公益社団法人有機合成化学協会 SSOCJ - The Society of Synthetic Organic Chemistry, Japan

豊かな明日を創る有機合成

巻頭言

若き有機合成化学者に望む
飯沼 勝春


 私が有機合成化学協会に関わりはじめたのは,確か,今からかれこれ7-8年前であると記憶している。当時,会社の上司から,有機合成化学協会誌の編集委員をやれと命じられ,しぶしぶ引き受けたのがきっかけで本部の理事をはじめ事業委員も含めて5年間協会の仕事に携わり多くの貴重な経験をさせていただいた。今回,はからずも関東支部長という大役を仰せつかり,その責任の重さを痛感している。

 私は,入社以来33年間新薬の開発,特に医薬の工業的製造法の開発(プロセス開発)の仕事に携わってきた。現在は,薬品総合研究所で新薬開発の仕事に携わっているが,常日頃,将来を担う若き研究者,特に有機合成化学者に望んでいることを述べてみたい。

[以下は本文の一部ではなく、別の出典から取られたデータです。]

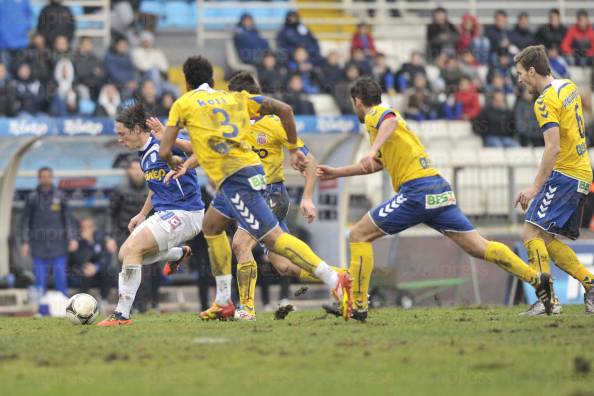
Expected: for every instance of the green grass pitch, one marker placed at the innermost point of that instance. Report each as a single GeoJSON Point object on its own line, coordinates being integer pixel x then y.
{"type": "Point", "coordinates": [456, 351]}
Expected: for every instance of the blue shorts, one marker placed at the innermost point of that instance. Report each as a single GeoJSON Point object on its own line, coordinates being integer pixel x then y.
{"type": "Point", "coordinates": [278, 201]}
{"type": "Point", "coordinates": [242, 197]}
{"type": "Point", "coordinates": [557, 208]}
{"type": "Point", "coordinates": [429, 200]}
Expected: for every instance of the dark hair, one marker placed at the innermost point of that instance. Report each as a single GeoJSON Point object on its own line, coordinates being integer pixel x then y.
{"type": "Point", "coordinates": [132, 115]}
{"type": "Point", "coordinates": [244, 81]}
{"type": "Point", "coordinates": [534, 56]}
{"type": "Point", "coordinates": [44, 169]}
{"type": "Point", "coordinates": [198, 70]}
{"type": "Point", "coordinates": [367, 90]}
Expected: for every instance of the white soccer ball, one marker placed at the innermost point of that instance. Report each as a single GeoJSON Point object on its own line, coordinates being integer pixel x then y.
{"type": "Point", "coordinates": [82, 308]}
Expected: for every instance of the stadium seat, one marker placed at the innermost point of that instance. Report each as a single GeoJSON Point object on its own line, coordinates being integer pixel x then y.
{"type": "Point", "coordinates": [324, 105]}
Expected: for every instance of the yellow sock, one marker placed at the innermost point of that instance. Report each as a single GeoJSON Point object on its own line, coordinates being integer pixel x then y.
{"type": "Point", "coordinates": [567, 260]}
{"type": "Point", "coordinates": [219, 252]}
{"type": "Point", "coordinates": [247, 274]}
{"type": "Point", "coordinates": [308, 276]}
{"type": "Point", "coordinates": [538, 255]}
{"type": "Point", "coordinates": [297, 251]}
{"type": "Point", "coordinates": [360, 270]}
{"type": "Point", "coordinates": [505, 259]}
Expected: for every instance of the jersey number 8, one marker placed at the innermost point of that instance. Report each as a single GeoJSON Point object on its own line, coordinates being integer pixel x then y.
{"type": "Point", "coordinates": [225, 122]}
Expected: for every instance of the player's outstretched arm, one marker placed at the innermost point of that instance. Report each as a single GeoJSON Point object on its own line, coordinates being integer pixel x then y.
{"type": "Point", "coordinates": [308, 209]}
{"type": "Point", "coordinates": [547, 163]}
{"type": "Point", "coordinates": [157, 130]}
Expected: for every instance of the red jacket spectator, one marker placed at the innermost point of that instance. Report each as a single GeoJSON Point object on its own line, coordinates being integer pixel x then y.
{"type": "Point", "coordinates": [579, 39]}
{"type": "Point", "coordinates": [362, 39]}
{"type": "Point", "coordinates": [469, 29]}
{"type": "Point", "coordinates": [468, 96]}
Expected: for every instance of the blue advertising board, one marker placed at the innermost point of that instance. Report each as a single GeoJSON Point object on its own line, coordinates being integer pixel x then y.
{"type": "Point", "coordinates": [568, 290]}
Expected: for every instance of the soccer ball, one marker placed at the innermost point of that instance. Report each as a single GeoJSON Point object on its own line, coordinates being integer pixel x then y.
{"type": "Point", "coordinates": [82, 308]}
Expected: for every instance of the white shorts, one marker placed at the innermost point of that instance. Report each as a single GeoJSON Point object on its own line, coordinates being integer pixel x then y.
{"type": "Point", "coordinates": [172, 227]}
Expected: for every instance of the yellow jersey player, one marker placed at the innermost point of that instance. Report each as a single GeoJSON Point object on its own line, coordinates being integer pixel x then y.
{"type": "Point", "coordinates": [422, 196]}
{"type": "Point", "coordinates": [218, 123]}
{"type": "Point", "coordinates": [564, 175]}
{"type": "Point", "coordinates": [268, 139]}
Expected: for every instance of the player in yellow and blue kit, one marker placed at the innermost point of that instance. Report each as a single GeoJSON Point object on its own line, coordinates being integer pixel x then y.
{"type": "Point", "coordinates": [218, 123]}
{"type": "Point", "coordinates": [268, 139]}
{"type": "Point", "coordinates": [554, 202]}
{"type": "Point", "coordinates": [422, 196]}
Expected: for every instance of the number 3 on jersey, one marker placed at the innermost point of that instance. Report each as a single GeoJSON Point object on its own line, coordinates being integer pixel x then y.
{"type": "Point", "coordinates": [225, 122]}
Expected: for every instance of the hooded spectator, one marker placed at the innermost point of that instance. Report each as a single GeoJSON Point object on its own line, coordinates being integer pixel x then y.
{"type": "Point", "coordinates": [7, 94]}
{"type": "Point", "coordinates": [88, 67]}
{"type": "Point", "coordinates": [108, 101]}
{"type": "Point", "coordinates": [296, 97]}
{"type": "Point", "coordinates": [441, 34]}
{"type": "Point", "coordinates": [15, 23]}
{"type": "Point", "coordinates": [269, 74]}
{"type": "Point", "coordinates": [498, 33]}
{"type": "Point", "coordinates": [29, 91]}
{"type": "Point", "coordinates": [383, 73]}
{"type": "Point", "coordinates": [578, 43]}
{"type": "Point", "coordinates": [522, 36]}
{"type": "Point", "coordinates": [294, 34]}
{"type": "Point", "coordinates": [551, 34]}
{"type": "Point", "coordinates": [55, 20]}
{"type": "Point", "coordinates": [120, 69]}
{"type": "Point", "coordinates": [249, 45]}
{"type": "Point", "coordinates": [468, 97]}
{"type": "Point", "coordinates": [363, 40]}
{"type": "Point", "coordinates": [302, 66]}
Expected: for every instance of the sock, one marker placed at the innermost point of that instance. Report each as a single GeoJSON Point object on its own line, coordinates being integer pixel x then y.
{"type": "Point", "coordinates": [172, 254]}
{"type": "Point", "coordinates": [567, 260]}
{"type": "Point", "coordinates": [128, 283]}
{"type": "Point", "coordinates": [301, 255]}
{"type": "Point", "coordinates": [507, 260]}
{"type": "Point", "coordinates": [360, 270]}
{"type": "Point", "coordinates": [247, 275]}
{"type": "Point", "coordinates": [308, 276]}
{"type": "Point", "coordinates": [538, 255]}
{"type": "Point", "coordinates": [219, 252]}
{"type": "Point", "coordinates": [223, 289]}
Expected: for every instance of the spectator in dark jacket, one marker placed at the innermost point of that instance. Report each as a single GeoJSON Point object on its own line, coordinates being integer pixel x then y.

 医薬品開発に限らず,あらゆる分野において有機合成化学の果たす役割はますます重要になって来ていることは,皆さんもご承知のとおりである。医薬品の開発について考えてみると,有機合成化学はあらゆる場面で,非常に重要な役割を果たすことは,誰しもが認めるところである。しかし,創薬の初期段階,すなわち,新規テーマ立ち上げの段階では,有機合成化学の力だけではテーマを立ち上げることは不可能である。どのような疾患をターゲットにし,かつ,既存薬と比較して,どのような特長をもったものにするか等,生化学者とのコラボレーション(協働)が必須である。このようなことから,私は,これからの若い有機合成化学者は,自分だけの殻に閉じこもらず,生化学や分子生物学の基礎知識ぐらいは修得して視野を学際的に広げてもらいたいと考えている。自然の営み,とりわけ生命の営みは,すべて化学反応の結果であるといっても過言ではないし,また,そう考えれば,生化学もなじみ易いものになるはずである。

 21世紀は,ゲノム創薬の時代であり,米国セレーラ社等により人間の全遺伝情報が解読されサイエンスとネイチャーの2月号にその遺伝情報が掲載された。このゲノム情報をもとにしたポストゲノム研究により,さまざまな病気の発症に関わる蛋白質も明らかにされ始めた。この疾病に関わる蛋白質の構造を標的として,それに作用する薬物を理論的に設計することができ,いわゆるゲノム創薬から画期的な新薬の開発が可能となる。ゲノム創薬研究では,すでに熾烈な戦いが始まっており,有機化学者も主導的役割を果たさなければならない。そのためにも若い有機化学者も,学際的に視野を広げておく必要があると考えている。

 今世紀は環境の時代ともいわれ,我々は子孫のためにきれいな地球を残さなければならない。このためには環境への負荷を出来るだけ少なくする合成法の開発がますます重要になってくる。企業は勿論であるが,大学においても,環境に配慮した研究が活発に行われることを希望する。ここで私が提案したいのは,微生物等により生産される酵素の力を最大限に利用して,有機合成化学と微生物応用技術とのハイブリッド技術の構築を積極的に取り組むことである。すなわち,グリーンケミストリーへの取り組みである。最近では,コンビナトリアルケミストリーが普及して,短時間で多くの化合物を合成できる。しかし,複雑な構造を持つ天然物を短時間で作り上げることに関しては,まだ,有機合成化学は微生物にはかなわない。こんなことを言うと大学の先生方からお叱りを受けるかもしれないが,私は,微生物の持つ,この能力こそが,典型的なコンビナトリアルケミストリーであると思っている。微生物が生産する多種多様の複雑な物質をリード化合物として,化学修飾によりいろいろな特性を持つ有用な物質に変換することができる。

 いずれにしても,若い有機合成化学者が何事にも情熱を持ち,また,果敢に挑戦して大きな成果を挙げ,ぜひ,ウインブルドンのセンターコートに立ってもらいたいものである。日本の有機合成化学は,世界でも高く評価されているが,さらなる発展を切に望んでいる。我々企業としても,積極的に産学連携を推進して日本の有機合成化学発展のために協力して行きたい。